The 38-year-old shared the details with her fellow Loose Women panellists on Thursday afternoon as she recalled the three weeks of eye pain she suffered before realising something was wrong.
She noted she is used to a degree of eye pain after her horrific acid attack in 2008, which left her face severely burned and blind in one eye.
Katie said her husband Richard James Sutton noticed she had developed a black dot at the centre of her painful eye, at which point she thought her pupil was returning.
Katie explained: “Then it got bigger and the pain just got intolerable. Very consuming, where I could feel it in my skull and you can’t tolerate light.”
The growing dot turned out to be a hole in her eye, which was gradually getting bigger and forced Katie to undergo an emergency procedure for a cornea transplant to cover the perforation.
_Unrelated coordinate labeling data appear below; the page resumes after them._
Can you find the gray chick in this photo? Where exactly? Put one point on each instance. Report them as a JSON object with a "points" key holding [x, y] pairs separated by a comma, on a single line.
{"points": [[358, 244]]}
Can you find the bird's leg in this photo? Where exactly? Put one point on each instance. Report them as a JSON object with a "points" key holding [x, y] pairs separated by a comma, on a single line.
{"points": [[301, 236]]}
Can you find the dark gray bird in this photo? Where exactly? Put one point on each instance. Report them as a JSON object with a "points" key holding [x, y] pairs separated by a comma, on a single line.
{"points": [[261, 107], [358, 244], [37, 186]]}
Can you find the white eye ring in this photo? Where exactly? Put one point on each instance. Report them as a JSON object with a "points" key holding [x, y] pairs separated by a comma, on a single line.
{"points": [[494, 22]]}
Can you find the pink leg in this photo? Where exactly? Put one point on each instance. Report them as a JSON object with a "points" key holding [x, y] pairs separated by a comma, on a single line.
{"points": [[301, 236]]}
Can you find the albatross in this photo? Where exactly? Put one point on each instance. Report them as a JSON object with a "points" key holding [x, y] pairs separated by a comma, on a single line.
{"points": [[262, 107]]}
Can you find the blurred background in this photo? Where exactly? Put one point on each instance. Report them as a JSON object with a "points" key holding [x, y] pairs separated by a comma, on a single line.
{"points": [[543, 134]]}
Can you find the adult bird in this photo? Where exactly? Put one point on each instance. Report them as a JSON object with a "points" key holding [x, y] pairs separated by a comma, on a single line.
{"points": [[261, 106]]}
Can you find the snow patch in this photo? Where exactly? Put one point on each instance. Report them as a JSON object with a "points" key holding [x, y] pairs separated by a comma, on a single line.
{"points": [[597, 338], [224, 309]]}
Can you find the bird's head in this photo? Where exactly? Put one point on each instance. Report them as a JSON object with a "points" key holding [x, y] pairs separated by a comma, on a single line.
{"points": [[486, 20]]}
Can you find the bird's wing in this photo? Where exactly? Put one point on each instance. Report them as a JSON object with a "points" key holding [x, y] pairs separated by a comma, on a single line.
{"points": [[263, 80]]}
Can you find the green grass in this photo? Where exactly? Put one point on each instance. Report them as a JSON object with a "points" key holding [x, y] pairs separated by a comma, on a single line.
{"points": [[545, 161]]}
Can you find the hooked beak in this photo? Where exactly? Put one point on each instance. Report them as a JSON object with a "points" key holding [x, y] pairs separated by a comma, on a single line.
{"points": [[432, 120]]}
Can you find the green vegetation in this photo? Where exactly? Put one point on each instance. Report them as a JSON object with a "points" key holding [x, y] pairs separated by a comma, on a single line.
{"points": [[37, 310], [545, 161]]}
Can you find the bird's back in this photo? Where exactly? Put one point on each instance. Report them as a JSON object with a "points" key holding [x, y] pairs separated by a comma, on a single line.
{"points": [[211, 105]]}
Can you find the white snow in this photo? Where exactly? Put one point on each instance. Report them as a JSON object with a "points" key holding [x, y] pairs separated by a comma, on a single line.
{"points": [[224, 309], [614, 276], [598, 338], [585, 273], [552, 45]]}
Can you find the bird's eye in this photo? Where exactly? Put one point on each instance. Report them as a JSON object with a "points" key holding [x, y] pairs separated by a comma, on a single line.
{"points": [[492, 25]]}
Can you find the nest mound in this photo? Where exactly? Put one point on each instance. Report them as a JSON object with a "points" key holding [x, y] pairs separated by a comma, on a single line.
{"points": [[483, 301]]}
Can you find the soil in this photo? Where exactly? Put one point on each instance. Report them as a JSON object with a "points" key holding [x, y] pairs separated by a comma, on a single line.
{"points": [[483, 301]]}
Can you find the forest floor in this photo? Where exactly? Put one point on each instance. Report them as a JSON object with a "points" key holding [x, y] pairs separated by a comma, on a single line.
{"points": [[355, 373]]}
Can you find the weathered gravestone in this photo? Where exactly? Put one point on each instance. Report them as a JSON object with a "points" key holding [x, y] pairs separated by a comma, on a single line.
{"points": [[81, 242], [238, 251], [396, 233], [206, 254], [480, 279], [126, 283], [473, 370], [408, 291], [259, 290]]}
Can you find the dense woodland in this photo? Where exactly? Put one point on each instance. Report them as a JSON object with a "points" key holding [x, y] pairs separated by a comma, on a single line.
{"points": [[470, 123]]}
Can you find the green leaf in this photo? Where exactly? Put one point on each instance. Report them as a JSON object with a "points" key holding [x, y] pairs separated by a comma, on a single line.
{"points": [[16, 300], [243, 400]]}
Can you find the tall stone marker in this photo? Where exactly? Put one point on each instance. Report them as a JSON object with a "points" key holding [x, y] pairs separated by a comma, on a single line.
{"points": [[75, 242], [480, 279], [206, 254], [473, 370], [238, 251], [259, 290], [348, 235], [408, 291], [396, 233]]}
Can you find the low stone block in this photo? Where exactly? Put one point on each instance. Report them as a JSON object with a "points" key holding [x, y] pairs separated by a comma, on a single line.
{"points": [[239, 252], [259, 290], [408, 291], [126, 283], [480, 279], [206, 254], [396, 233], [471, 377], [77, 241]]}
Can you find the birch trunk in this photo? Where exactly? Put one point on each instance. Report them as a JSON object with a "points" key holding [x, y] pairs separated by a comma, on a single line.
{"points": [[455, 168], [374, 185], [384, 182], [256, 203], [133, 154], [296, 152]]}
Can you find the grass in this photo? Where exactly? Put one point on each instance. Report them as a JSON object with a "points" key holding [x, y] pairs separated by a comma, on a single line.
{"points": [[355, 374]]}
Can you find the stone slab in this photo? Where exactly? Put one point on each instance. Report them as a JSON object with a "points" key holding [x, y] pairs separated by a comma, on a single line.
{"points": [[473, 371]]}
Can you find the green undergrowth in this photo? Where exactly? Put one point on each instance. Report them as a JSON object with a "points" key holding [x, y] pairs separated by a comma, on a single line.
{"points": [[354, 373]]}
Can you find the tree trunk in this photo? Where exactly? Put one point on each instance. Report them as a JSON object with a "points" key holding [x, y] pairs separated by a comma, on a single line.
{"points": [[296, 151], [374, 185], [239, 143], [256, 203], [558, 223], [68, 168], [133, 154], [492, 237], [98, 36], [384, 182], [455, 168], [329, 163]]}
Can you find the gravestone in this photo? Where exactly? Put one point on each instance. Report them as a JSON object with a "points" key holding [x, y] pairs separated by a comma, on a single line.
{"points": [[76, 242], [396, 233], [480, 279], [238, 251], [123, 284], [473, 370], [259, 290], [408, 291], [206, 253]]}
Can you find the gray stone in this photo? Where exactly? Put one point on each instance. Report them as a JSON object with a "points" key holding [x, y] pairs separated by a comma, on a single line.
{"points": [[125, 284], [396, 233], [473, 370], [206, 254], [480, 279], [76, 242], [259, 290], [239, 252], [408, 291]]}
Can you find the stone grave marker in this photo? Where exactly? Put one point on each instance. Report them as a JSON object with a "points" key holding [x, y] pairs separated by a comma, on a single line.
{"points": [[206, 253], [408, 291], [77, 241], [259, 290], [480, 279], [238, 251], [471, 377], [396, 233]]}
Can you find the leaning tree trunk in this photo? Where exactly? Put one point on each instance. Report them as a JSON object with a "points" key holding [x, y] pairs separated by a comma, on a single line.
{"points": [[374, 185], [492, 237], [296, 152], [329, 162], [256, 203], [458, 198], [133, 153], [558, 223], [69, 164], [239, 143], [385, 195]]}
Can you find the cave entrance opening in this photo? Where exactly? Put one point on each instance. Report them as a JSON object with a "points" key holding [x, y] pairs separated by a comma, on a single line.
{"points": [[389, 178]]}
Katie told her fellow Loose Women: “It’s something I always feared would happen to me one day, because I have a very thin surface on my blind eye, so it can be vulnerable to perforation.”
Fellow presenter Carol McGiffin asked if she had done anything which resulted in the hole, to which Katie joked: “I think it was just the stress of working with you.”
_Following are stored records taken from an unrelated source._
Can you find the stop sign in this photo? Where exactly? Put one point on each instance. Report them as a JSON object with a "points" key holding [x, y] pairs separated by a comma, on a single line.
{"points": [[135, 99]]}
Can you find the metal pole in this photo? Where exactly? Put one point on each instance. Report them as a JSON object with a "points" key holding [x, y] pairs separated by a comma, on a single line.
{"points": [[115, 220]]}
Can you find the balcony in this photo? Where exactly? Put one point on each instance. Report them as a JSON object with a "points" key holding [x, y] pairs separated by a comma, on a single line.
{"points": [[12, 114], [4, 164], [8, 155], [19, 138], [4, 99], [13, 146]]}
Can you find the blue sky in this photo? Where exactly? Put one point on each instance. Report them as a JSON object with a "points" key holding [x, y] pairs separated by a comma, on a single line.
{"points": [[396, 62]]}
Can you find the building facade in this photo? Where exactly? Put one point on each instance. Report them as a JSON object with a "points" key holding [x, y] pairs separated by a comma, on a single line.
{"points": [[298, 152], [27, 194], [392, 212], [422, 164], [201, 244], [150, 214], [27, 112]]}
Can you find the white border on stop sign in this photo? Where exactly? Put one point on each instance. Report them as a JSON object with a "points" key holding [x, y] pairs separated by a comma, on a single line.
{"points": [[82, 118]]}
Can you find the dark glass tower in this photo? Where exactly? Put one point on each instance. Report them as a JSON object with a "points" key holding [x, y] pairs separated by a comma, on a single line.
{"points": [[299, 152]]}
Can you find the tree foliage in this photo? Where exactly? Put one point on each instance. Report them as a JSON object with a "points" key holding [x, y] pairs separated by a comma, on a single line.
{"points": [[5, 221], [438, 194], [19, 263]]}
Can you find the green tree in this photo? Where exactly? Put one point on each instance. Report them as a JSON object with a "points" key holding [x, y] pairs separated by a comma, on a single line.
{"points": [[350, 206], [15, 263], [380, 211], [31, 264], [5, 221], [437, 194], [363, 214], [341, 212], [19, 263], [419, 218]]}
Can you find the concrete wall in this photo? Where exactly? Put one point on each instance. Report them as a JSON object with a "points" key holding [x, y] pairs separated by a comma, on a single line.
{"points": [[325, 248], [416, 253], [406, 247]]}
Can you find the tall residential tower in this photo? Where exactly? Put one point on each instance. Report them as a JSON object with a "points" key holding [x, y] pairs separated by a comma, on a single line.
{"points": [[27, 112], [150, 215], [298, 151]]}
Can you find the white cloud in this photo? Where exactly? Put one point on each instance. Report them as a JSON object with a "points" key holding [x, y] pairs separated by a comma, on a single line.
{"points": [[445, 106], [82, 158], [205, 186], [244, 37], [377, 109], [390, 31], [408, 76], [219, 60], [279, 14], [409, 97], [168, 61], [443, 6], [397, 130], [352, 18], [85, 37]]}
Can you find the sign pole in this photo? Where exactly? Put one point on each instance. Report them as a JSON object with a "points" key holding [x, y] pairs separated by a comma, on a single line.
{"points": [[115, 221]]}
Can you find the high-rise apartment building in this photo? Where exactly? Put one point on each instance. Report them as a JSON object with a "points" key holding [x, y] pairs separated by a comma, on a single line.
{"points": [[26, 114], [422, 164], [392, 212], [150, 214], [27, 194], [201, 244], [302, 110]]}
Laughing, she continued: “I’m back and I’m happy to be here and I'm in one piece.”
She explained that the normal pain and discomfort she suffers has abated since undergoing the operation, saying: “When you’re blind in one eye you can’t judge depth and distance, so it’s helped a little bit.
“I can’t see with that eye but my peripheral vision is better in crowded rooms. I can see a little more light and shade.”
Host Jane Moore praised the star, saying: “I do admire you because you’re an absolute trooper,” as Carol chimed: “You are, nothing phases you.”
Katie concluded: “It’s been so long, I just made peace that this is my life now. I made peace years ago. I’m just really grateful to be here and be well.”
She also noted the need for eye donors, saying: “I think for a lot of people donating eyes is something very personal and for religious reasons, spiritual reasons, some people don’t want to do that, which is totally understandable. But they are very much needed for people like me.”